String quintets date back as early as 1607, when the quintet was employed in Claudio Monteverdi’s opera L’Orfeo. Fast-forward over 200 years later, and you will find the works of Franz Schubert that were written for string quintet, one example being his String Quintet in C Major for Strings, D. 956. Franz Schubert lived from 1797 to 1828. The String Quintet, which is Schubert’s final chamberwork and his only full-fledged string quintet, was written in 1828 two months before he died when Schubert was 31 years old.
Amazingly, when Schubert offered his work to one of the publishers, he was uninterested, causing Schubert to have a private rehearsal of the piece just one month before his death. Amazingly, the piece was not heard in public until 1850, an entire twenty-two years after he died. It then was finally published in 1853. Typically, a string quartet would be comprised of two violins, one viola, and two cellos. When deciding on the instrumentation for their quintets, both Mozart and Beethoven chose to keep a normal string quintet instrumentation, and simply added a second viola.
Schubert, however, did not decide to take this route. He decided instead upon adding a second cello, which gives his Quintet a slightly different sound resulting in bit of a darker and more grave sounding ensemble. Schubert had great admiration for Mozart and Beethoven, so it has been suggested that Schubert selected the key of C major for his only string quintet because both Mozart and Beethoven composed string quintets in that key. It has also been noted that the opening theme of Schubert’s quintet contains quite a few elements that Mozart’s String Quintet No. 3 in C major, K. 515 contained.
These similarities include irregular phrase lengths, decorative turns, and rising staccato arpeggios although the staccato arpeggios occurred in Schubert’s recapitulation, not his opening theme. The Quintet contains four movements in the typical fast-slow-scherzo-fast pattern, and takes nearly an hour to perform from start to finish. Schubert was sure to choose the voicings for each movement carefully, pairing them in such a way that the sound of the ensemble is different in every one. Each movement sounds completely fresh and new, and unlike the previous or following movements.
The first movement, Allegro ma non troppo, makes up nearly one-third of the duration of the piece. The exposition begins on a C major chord, and mostly has the harmonies being presented, rather than a melody, and without a conventional sense of some kind of rhythm. The exposition contains 154 measures. Proceeding the exposition is music that has more and more motion and tension as the movements continues until the start of the second subject, which is very much different from the first.
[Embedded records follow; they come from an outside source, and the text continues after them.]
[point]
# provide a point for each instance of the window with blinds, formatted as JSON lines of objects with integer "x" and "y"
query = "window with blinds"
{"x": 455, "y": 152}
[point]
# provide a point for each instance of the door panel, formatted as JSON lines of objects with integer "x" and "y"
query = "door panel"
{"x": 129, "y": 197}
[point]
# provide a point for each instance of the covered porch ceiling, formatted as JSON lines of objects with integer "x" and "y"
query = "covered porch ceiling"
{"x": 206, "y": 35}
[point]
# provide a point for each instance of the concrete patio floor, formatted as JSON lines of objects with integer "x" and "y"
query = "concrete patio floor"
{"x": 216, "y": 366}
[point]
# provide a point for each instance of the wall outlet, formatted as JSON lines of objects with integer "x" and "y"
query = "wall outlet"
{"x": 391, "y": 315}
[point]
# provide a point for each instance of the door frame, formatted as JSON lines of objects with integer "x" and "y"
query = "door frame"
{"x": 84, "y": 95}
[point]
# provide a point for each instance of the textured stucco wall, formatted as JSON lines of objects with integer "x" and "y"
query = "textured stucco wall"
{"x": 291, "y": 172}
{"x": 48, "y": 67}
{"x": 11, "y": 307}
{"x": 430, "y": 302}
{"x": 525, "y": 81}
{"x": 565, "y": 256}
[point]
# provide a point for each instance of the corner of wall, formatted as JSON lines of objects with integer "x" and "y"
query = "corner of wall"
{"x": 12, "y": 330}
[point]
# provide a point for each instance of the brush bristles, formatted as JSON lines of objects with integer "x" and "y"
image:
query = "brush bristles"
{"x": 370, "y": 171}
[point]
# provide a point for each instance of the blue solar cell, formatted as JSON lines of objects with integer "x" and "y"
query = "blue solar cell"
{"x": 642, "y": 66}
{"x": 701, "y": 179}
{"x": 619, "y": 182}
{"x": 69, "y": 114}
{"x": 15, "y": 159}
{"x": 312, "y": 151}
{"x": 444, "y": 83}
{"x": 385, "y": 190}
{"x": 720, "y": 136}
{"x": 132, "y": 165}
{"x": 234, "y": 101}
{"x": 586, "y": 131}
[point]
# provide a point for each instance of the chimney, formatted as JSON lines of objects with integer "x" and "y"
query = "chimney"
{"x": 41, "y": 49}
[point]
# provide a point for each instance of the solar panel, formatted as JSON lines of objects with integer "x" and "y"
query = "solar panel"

The key for this subject is E-flat, which is rather unanticipated. What follows is a duet between the two cellos.
The conclusion of the exposition is G major chord, the dominant in the key of C major, allowing the movement to go back to the tonic chord on the repeat of the exposition. After this repeat, the development starts by modulating from the dominant to the submediant, allowing the music to move from G major to A major. The second movement, Adagio, is in three-part ABA (ternary) form. The outer areas are in E major and have a very tranquil and ethereal feel to them, and the music in between is rough and intense before suddenly falling into tranquility in F minor.
The opening music comes back with the second cello playing a 32nd note running passage, seemingly getting its fuel from the agitation in the music played previously. Right at the last minute in the final three measures of the movement, Schubert connects it all by modulating back to the F minor from the middle of section, and then goes right back to E major. The third movement, Scherzo, is in C major. The movement takes advantage of the open and uncompressed strings of the lower instruments, allowing the sound to have a volume larger than that which is normally expected from five stringed instruments.
The trio of this movement is in the key of D-flat major, which is an odd key considering the movement began in C major. This middle section is a very slow march. The fourth and final movement, Allegretto, is a lively sonata-rondo that is similar in form to the finale of Mozart’s C major quintet, the same work that this piece already bears some similarities to. The movement is in C major, but it does switch between major and minor modes. The very end is unconventional; the last two notes of the piece are odd, and they are D-flat and C played by every part at forte.